The Rules of the Game

What’s the difference between a terrorist and a criminal? The men who hijacked airplanes and flew them into buildings on September 11th were terrorists. The duo accused of the Washington sniper attacks – John Mohammad and Lee Malvo – are considered criminals. Or are they? We seem to have fallen into a gray area.

For the sake of argument, let’s say a terrorist has a political agenda and a criminal has other motives. On April 19, 1995, the Alfred Murrah building in Oklahoma City was blown up. Terrorists – Arab terrorists – were immediately suspected. It was two Americans, Tim McVeigh and Terry Nichols, who were arrested and convicted of the bombing. Mr. McVeigh was executed. He and Mr. Nichols had a political agenda, so let’s call them terrorists. The justice system, however, dealt with them as criminals. Their Constitutional rights were preserved. Perhaps we could afford to preserve their rights in the 1990s. Perhaps it was a different era then.

That era ended when the first jet struck the World Trade Center. The rules changed, too. Suddenly, men of Middle-Eastern origin, legal aliens, hundreds of them, were taken into custody with no due process. Some are still in custody, some have been deported. None has been accused of terrorism. When civil libertarians complained of arbitrary incarceration, racial profiling, information blackouts, we were informed that a war on terror required a new set of rules, or perhaps a lack of rules. American citizens, from John Walker Lindh to Yaser Hamdi to Abdullah al-Muhajir to the six men arrested in Western New York, have been accused of being terrorists or consorting with terrorists. Mr. Lindh, the richest and whitest guy in the bunch had some of his rights preserved, the others not so much.

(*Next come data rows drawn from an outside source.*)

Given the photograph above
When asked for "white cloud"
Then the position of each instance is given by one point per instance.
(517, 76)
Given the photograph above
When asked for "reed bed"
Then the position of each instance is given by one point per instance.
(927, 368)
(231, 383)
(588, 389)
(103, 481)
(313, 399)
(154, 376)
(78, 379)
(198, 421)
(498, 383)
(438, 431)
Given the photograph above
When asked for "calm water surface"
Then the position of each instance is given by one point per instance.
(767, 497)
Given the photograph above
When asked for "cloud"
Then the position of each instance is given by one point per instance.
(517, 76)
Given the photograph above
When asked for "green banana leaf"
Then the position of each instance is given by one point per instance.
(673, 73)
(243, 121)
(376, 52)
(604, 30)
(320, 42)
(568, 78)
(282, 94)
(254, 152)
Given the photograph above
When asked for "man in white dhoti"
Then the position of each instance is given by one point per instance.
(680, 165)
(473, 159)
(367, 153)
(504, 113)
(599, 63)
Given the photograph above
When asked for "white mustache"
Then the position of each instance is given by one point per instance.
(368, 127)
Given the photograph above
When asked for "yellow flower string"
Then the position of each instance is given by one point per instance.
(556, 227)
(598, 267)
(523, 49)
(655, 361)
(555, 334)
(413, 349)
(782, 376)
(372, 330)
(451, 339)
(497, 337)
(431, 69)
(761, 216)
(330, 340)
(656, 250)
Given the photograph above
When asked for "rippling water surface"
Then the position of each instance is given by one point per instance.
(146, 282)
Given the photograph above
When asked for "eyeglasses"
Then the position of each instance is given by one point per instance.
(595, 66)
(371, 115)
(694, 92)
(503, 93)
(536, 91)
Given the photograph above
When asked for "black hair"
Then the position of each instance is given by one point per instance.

A year after September 11th, someone started shooting people at random in and around Washington, DC. Local and federal authorities, for whatever reason, decided early on that the attacks were the work of criminals, not terrorists. Maybe timing has something to do with it. The anthrax attacks, which have never been solved, were initially treated as terrorism, now police seem to think they are the work of a criminal, but won’t say for sure.

Although the sniper attacks provoked a massive response – roadblocks, spy planes – there was no profiling. Hundreds of men with military sharpshooter experience were not swept off the streets and put into secret detention. I guess the jails were still full of Arabs.

The pendulum is now swinging wildly – citizen/alien, terrorist/criminal, rules/no rules. Earlier this month, a CIA operative, flying a Predator airplane by remote control, launched a Hellfire missile and killed six men in Yemen. The dead men have been declared terrorists and their killing justified as part of the war on terror. One of the dead men – Qaed al-Harthi – was an American citizen, but he was posthumously dubbed an “enemy combatant.”

If the U.S. can locate terrorists – or suspected terrorists – anywhere in the world, we have an obligation to make every effort to arrest them and bring them to trial. Assassinations or “targeted killings” or whatever you want to call them will not bring progress in any war on terror. The Israelis can tell you that. They undermine the legitimacy of a government that should respect the rule of law. Even in the most cynical light, targeted killings create a hydra, with two enemies rising for each cut down. The fact that our own government is killing U.S. citizens on foreign soil makes the act that much more frightening.

Back in America, one of the accused Washington snipers – Lee Malvo – is caught in another gray zone. Mr. Malvo is 17 years old. Is he a juvenile? Is he an adult? Considering Lee Malvo a juvenile, the court appointed a guardian for him, then police hauled Mr. Malvo off for seven hours of interrogation without the guardian. Maybe definitions don’t matter. Terrorist or criminal, citizen or alien, juvenile or adult, whether you did something or just happened to be in the wrong place at the wrong time or your parents come from the wrong country, the one constant in the past two years is that civil rights – for all of us – seem to be disappearing.